ALEX SPEERS-ROESCH: I think it will definitely increase the pressure. I have to say I’m not super optimistic right now. We need significantly more pressure to really move the Trudeau government. They have staked a lot of their political capital on putting forward a climate policy and presenting themselves as taking the climate crisis seriously and working to address it. And while they have taken some steps which have been positive, there is a very striking contradiction in their overall approach, in that, as you said, while they are supporting some action on climate change, they are also very strong supporters of the Kinder Morgan Trans Mountain Pipeline and other tar sands pipelines, which as these financial institutions are recognizing, are incompatible with the goals of the Paris Agreement.

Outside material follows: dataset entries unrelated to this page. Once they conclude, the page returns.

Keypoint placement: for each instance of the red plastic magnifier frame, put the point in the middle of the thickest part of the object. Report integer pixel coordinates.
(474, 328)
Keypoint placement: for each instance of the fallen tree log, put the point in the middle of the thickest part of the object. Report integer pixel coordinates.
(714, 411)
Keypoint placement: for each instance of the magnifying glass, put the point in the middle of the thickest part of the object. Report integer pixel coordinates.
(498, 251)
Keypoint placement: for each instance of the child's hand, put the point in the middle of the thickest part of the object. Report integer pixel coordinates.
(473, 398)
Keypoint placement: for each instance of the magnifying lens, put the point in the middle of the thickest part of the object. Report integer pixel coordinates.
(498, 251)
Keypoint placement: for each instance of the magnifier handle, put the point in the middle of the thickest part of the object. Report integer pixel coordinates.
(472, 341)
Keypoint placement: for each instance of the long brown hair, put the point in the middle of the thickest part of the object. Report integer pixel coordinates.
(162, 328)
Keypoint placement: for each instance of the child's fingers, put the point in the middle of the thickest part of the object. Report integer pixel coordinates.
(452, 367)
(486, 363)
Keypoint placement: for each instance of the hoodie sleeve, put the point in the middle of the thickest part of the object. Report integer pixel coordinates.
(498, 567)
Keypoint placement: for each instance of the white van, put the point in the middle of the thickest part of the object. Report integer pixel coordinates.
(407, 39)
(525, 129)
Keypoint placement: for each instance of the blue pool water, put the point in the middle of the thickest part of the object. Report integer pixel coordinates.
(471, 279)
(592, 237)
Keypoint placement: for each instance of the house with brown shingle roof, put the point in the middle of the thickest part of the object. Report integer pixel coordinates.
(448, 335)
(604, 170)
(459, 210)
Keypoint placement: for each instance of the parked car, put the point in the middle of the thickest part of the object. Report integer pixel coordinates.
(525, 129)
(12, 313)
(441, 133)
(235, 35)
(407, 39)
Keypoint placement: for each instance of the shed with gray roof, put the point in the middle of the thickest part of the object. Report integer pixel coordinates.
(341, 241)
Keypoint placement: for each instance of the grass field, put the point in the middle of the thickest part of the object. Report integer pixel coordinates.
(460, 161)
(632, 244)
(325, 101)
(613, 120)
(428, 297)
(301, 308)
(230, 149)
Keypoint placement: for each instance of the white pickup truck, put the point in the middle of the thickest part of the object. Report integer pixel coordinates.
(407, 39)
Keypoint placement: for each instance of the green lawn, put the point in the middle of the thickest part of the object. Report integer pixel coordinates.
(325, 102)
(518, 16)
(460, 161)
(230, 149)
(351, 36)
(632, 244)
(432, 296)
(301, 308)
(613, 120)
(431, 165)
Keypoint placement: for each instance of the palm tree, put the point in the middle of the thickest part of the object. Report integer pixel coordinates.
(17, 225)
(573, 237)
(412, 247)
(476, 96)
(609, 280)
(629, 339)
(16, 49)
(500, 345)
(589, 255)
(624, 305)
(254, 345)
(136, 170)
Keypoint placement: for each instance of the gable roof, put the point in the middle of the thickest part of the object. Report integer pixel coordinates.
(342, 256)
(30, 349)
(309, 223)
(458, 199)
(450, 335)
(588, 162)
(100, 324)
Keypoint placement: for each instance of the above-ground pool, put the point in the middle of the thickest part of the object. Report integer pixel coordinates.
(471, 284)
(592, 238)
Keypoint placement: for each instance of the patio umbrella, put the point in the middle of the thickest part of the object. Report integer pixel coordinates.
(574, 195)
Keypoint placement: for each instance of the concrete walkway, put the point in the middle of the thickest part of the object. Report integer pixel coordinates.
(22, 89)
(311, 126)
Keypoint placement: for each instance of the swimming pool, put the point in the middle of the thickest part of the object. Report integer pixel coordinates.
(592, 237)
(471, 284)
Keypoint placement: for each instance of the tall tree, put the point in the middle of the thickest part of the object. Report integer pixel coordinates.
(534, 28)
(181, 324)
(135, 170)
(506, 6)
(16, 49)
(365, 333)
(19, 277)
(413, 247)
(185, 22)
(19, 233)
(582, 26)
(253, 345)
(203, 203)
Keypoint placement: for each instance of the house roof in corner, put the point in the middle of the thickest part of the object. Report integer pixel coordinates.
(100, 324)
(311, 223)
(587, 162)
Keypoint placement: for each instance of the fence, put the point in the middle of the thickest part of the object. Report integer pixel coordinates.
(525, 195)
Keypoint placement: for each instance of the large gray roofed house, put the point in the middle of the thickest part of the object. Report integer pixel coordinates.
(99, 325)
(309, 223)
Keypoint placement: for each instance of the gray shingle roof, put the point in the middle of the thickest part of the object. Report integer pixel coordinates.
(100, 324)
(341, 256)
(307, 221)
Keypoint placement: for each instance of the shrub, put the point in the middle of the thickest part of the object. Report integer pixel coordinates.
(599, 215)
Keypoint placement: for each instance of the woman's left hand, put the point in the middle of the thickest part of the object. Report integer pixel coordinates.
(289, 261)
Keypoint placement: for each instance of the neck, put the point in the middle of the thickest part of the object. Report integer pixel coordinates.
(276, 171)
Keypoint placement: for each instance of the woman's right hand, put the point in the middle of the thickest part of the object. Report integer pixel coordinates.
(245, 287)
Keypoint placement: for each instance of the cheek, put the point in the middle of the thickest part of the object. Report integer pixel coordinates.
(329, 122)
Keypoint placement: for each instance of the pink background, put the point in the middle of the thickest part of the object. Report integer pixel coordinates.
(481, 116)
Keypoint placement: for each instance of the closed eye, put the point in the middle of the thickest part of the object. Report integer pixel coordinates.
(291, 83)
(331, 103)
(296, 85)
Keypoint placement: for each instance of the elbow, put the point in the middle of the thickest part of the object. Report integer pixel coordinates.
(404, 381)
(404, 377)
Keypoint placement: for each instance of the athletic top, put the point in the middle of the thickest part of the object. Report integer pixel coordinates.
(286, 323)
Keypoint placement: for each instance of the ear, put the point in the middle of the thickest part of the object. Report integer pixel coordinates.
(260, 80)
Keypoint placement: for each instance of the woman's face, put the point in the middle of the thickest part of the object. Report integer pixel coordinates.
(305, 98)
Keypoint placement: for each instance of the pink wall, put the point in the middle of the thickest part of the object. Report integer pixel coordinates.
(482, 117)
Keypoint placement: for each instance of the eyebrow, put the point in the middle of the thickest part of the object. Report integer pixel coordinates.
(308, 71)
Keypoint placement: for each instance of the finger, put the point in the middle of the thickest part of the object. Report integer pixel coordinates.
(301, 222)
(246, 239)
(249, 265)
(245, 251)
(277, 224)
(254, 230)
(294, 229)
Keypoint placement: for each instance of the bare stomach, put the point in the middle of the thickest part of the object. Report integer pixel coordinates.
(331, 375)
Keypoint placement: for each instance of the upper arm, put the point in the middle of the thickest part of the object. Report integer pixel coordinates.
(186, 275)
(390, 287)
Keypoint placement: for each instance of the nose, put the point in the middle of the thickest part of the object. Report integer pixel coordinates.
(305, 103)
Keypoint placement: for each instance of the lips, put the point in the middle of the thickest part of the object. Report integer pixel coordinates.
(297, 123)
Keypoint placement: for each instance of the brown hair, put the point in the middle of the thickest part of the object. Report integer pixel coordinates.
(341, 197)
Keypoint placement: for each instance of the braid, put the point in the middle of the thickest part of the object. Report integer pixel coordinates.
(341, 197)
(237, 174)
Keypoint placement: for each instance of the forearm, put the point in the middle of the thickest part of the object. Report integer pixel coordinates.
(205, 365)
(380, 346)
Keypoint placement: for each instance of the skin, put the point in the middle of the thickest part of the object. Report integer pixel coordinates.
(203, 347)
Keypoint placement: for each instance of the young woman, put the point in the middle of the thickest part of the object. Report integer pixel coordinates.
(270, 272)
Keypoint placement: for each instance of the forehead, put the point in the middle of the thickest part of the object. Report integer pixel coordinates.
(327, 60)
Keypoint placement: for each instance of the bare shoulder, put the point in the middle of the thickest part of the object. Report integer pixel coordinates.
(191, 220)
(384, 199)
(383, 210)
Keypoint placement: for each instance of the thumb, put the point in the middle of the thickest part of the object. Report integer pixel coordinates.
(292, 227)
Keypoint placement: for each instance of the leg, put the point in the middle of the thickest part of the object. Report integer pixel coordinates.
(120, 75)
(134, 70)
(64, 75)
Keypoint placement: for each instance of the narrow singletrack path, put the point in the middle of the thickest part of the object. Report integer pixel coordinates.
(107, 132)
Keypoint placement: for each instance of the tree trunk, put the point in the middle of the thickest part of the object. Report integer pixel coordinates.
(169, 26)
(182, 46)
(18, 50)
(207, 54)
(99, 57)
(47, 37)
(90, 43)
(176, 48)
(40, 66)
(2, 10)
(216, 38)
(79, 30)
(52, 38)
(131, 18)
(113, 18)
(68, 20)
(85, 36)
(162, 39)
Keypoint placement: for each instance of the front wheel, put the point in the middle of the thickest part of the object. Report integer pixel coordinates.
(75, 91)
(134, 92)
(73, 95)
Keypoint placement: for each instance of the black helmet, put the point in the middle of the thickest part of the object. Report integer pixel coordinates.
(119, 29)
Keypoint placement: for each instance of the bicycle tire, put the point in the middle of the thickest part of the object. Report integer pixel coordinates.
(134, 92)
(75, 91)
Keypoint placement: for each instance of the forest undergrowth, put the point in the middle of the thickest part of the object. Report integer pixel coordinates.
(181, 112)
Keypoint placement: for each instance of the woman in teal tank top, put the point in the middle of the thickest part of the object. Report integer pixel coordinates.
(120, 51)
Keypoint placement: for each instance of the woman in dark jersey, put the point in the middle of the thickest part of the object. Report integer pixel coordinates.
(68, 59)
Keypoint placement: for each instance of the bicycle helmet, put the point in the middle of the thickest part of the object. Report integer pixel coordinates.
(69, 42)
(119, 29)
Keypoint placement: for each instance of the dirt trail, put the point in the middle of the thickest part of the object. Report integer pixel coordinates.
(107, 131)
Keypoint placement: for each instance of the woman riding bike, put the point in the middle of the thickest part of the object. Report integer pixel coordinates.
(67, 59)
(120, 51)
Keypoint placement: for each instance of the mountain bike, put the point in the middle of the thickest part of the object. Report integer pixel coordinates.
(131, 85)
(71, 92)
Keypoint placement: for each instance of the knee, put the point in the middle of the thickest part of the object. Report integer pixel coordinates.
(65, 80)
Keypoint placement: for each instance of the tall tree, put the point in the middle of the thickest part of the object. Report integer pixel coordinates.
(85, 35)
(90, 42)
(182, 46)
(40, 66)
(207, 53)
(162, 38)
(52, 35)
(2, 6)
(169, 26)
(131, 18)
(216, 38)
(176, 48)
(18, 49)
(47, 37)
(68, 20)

It really undermines the credibility of the Trudeau government on climate issues that, while on the one hand they are supporting things like reducing coal use or supporting the Paris Agreement, at home they are supporting activities which undermine those things and make it impossible to achieve those objectives. We saw that very strikingly recently, where the Trudeau government spoke out in support of Kinder Morgan to have the NEB basically be able to step in to remove local laws or clear the path in terms of local laws for Kinder Morgan so that they can proceed with construction because this has been an ongoing issue in British Columbia. Local municipalities felt that Kinder Morgan wasn’t following the laws properly. The NEB, while they had put a condition on Kinder Morgan that they had to follow the local laws because of this conflict they’ve lifted that condition basically, and the Trudeau government sided with Kinder Morgan.
So, we’re seeing the government flex their muscle to intervene on behalf of these pipelines, to support these projects that undermine the goals of the Paris Agreement. It will increase the pressure on them because you’re seeing more high-profile individuals and institutions recognizing this contradiction and taking action on it, but I think that we will need to see a lot more people speaking out a lot more loudly and putting a lot more pressure on the government before they will break and do the right thing and stop supporting these pipelines.
DIMITRI LASCARIS: This has been Dimitri Lascaris speaking to Alex Speers-Roesch of the Greenpeace Canada about two major fossil fuel divestment announcements. Thank you very much for joining us today, Alex.
ALEX SPEERS-ROESCH: Thanks for having me, Dimitri.
DIMITRI LASCARIS: And this is Dimitri Lascaris for The Real News Network.